Dito e feito; tudo foi dito e nada foi feito.

Eu não quero viver num mundo em que não possa fazer uma piada de mau gosto.

Toda lei é boa, desde que seja usada legalmente.

Você pode evitar descendentes. Mas não há nenhuma pílula para evitar certos antepassados.

O Código Penal é a causa de todos os crimes!

O desespero eu aguento.
O que me apavora é essa esperança.

O que é pior - a chamada mentira piedosa ou a verdade cruel?

Música, divina música!

Tanto duvidaram dele, da teoria daquele jovem gênio musical, que ele resolveu provar pra si mesmo, empiricamente, a teoria de que não existem animais selvagens. Que os animais são tão ou mais sensíveis do que os seres humanos. E que são sensíveis sobretudo ao envolvimento da música, quando esta é competentemente interpretada.

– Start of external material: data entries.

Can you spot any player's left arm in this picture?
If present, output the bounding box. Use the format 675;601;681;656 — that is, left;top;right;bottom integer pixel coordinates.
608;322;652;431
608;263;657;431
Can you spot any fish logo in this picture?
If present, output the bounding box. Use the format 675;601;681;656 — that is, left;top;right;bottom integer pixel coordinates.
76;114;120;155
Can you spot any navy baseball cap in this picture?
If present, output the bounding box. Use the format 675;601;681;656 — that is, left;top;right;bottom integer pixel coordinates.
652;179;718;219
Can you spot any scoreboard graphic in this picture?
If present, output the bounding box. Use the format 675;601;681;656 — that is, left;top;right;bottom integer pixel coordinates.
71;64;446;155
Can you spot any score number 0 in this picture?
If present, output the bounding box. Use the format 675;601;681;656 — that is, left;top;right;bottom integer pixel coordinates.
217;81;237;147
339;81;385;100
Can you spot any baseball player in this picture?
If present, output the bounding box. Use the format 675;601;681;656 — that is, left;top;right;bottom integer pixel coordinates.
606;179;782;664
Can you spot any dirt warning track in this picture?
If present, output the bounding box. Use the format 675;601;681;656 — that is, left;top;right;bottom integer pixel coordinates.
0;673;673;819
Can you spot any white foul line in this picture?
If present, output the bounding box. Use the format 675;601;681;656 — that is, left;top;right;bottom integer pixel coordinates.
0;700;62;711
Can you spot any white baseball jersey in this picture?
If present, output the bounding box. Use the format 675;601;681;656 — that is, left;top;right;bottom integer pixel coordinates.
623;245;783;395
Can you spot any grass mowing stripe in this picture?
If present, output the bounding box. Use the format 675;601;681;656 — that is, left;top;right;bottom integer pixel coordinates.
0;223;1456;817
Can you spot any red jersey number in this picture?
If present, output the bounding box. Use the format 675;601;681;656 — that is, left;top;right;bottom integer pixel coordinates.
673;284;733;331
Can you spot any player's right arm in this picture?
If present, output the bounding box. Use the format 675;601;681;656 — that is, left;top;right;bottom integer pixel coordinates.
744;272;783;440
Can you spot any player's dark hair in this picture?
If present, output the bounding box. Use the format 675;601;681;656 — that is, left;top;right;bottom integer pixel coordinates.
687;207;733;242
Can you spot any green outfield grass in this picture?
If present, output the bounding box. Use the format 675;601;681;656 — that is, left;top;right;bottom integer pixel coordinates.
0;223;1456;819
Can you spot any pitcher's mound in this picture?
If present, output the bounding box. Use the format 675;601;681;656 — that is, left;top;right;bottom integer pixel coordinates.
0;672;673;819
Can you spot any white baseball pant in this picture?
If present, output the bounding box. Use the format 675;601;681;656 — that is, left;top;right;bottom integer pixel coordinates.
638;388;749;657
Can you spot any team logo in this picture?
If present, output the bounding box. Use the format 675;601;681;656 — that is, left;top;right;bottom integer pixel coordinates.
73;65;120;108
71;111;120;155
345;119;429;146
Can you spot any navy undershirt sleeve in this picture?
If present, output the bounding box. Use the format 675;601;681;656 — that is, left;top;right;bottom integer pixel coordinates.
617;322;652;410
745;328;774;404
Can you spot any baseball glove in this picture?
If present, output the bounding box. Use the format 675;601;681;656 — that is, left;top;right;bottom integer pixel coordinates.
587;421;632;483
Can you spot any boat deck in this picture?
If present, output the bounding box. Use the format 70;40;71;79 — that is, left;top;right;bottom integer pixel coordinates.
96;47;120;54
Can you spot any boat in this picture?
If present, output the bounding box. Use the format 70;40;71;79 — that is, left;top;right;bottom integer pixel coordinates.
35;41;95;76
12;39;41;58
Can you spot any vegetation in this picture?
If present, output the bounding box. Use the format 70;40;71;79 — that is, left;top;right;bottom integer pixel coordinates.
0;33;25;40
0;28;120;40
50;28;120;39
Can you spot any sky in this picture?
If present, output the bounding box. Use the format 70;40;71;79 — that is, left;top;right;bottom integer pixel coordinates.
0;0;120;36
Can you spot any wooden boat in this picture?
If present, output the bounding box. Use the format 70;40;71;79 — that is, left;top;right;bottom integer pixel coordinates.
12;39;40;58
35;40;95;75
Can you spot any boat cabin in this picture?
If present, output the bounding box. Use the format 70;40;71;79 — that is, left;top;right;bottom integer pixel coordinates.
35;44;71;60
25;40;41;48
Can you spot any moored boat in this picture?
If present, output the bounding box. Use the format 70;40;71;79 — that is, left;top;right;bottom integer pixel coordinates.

Por isso, uma noite, esgueirou-se sozinho pra dentro do Jardim Zoológico da cidade e, silenciosamente, se aproximou da jaula dos orangotangos. Começou a tocar baixinho, bem suave, a sua magnífica flauta doce, ao mesmo tempo em que abria a porta da jaula. Os macacões quase que não pestanejaram. Se moveram devagarinho, fascinados, apenas pra se aproximar mais do músico e do som.

O músico continuou as volutas de sua fantasia musical enquanto abria a jaula dos leões. Os leões, também hipnotizados, foram saindo, pé ante pé, com o respeito que só têm os grandes aficionados da música. E assim a flauta continuou soando no meio da noite, mágica e sedutora, enquanto o gênio ia abrindo jaula após jaula e os animais o acompanhavam, definitivamente seduzidos, como ele previra.

Uma lua enorme, de prata e ouro, iluminava os jacarés, elefantes, cobras, onças, tudo quanto é animal de Deus ali reunido, envolvidos na sinfonia improvisada no meio das árvores. Até que o músico, sempre tocando, abriu a última jaula do último animal - um tigre.

Que, mal viu a porta aberta, saltou sobre ele, engolindo músico e música - e flauta doce de quebra. Os bichos todos deram um oh! de consternação. A onça, chocada, exprimiu o espanto e a revolta de todos:

- Mas, tigre, era um músico estupendo, uma música sublime! Por que você fez isso? E o tigre, colocando as patas em concha nas orelhas, perguntou:
- Ahn? O quê, o quê? Fala mais alto, pô!

MORAL: OS ANIMAIS TAMBÉM TÊM DEFICIÊNCIAS HUMANAS.

Assim, desajeitados,
Carinho ocasional
Sem projeto final
Nem sonhos à distância
Sem sombra ao sol,
Também sem ânsia,
Soneto (a meu modo e maneira)

Apenas companheiros de estrada
Ruas, valas, alguns quintais,
Dias, noites, noites e dias,
Sol e chuva ocasionais
Vamos.
Onde as paralelas se encontram,
Lá,
Nos separamos.

O coração tem imbecilidades que a estupidez desconhece.

Millôr Fernandes
Revista Veja 508 (31 de maio de 1978)

Um Quociente apaixonou-se
Um dia
Doidamente
Por uma Incógnita.

Essa pressa leviana
Demonstra o incompetente:
Por que fazer o Mundo em sete dias
Se tinha a Eternidade pela frente?

Religião:
Resumo de todas
As descrenças.
Desprezo por quem acha
Que existe o que não há.

Em ciência leia sempre os livros mais novos. Em literatura, os mais velhos.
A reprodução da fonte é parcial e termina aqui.